The Finisher

With wild cats and triple options all the rage, traditional running styles have become virtually extinct throughout college football. Read about it inside

True 1,000 yard rushers are rare gems this day and age, further proving the significance of such workhorses as former Ole Miss running back BenJarvus Green-Ellis.

The trendy use of multi-back systems has become the norm, as keeping a varied rotation of different runners has proven more efficient, while remaining equally productive.

That rushing style hasn't skipped the city limits of Oxford, as Ole Miss head coach Houston Nutt has molded an effective ground attack that finished the regular season ranked third in the Southeastern Conference.

"I've been very pleased with our running game," said Nutt. "Our offensive line really started to move the pile at the end of the season. Our backs ran hard and you could see their confidence grow with the more carries they got."

While the Rebels feature a stable of running backs that touch the ball each Saturday, one in particular has continually held his own this season.

Junior Cordera Eason entered 2008 as the only Rebel rusher with any true gametime experience. While limited with few carries during his first two seasons, the Meridian native was still looked upon to shoulder the rushing load early.

The transition to starter wasn't easy however, as Eason struggled to adjust to the grind that comes with being the team's featured back.

"At the beginning of the season, I was still adjusting to the speed of the game," he said. "But the further we got into the season, the more mature our entire offense became. That made things easier for me. I tried to hit the holes they would make for me, instead of missing them like I did earlier in the season."

Despite being assigned the starting position in spring practice, Eason was frequently written off by outsiders as one to merely keep the seat warm for the trio of incoming running backs signed by Nutt and Co.

However, the junior would never relinquish his starting role, while only getting stronger as the regular season drew to a close.

"When Cordera got comfortable with the offense, he really improved," said offensive coordinator Kent Austin. "He's very coachable and works very hard. He really cares about being good. We expect our guys to get better as the year goes on and play more mature. Cordera did that."

With his maturity level rising, Eason began to run with more authority. In doing so, the coaching staff started to rely on No. 25 to finish games (a la a Marion Barber-type closer).

"It's always good when the coaches rely on you when it's crunch time," Eason said. "It makes you feel like they trust you and have faith in you. It makes me feel real good that they depend on me to kill the clock.
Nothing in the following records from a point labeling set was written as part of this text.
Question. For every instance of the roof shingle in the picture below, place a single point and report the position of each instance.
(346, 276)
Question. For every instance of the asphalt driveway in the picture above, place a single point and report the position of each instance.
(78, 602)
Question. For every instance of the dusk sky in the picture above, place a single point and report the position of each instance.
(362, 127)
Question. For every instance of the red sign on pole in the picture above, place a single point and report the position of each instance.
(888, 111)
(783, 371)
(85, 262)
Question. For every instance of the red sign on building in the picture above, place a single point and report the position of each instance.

I love it."

Eason's ability to grind out clock will surely be utilized in Dallas, as Texas Tech presents one of the more potent offensive machines in the country. The Red Raiders rank second in the Big 12 in scoring offense, averaging more than 44 points per game.

"Texas Tech is going to score regardless," Eason explained. "We have to keep our defense off the field as much as possible and control the clock as much as we can. We're going to do our best to make it a shootout."

While the January 2nd matchup may prove to be of the high scoring variety, Ole Miss has proven capable of putting up points in bunches - the Rebels rank third in the SEC in total offense.

But if the game is close and time of the essence, the coaching staff can simply call on Cordera, their closer, to ride them to victory.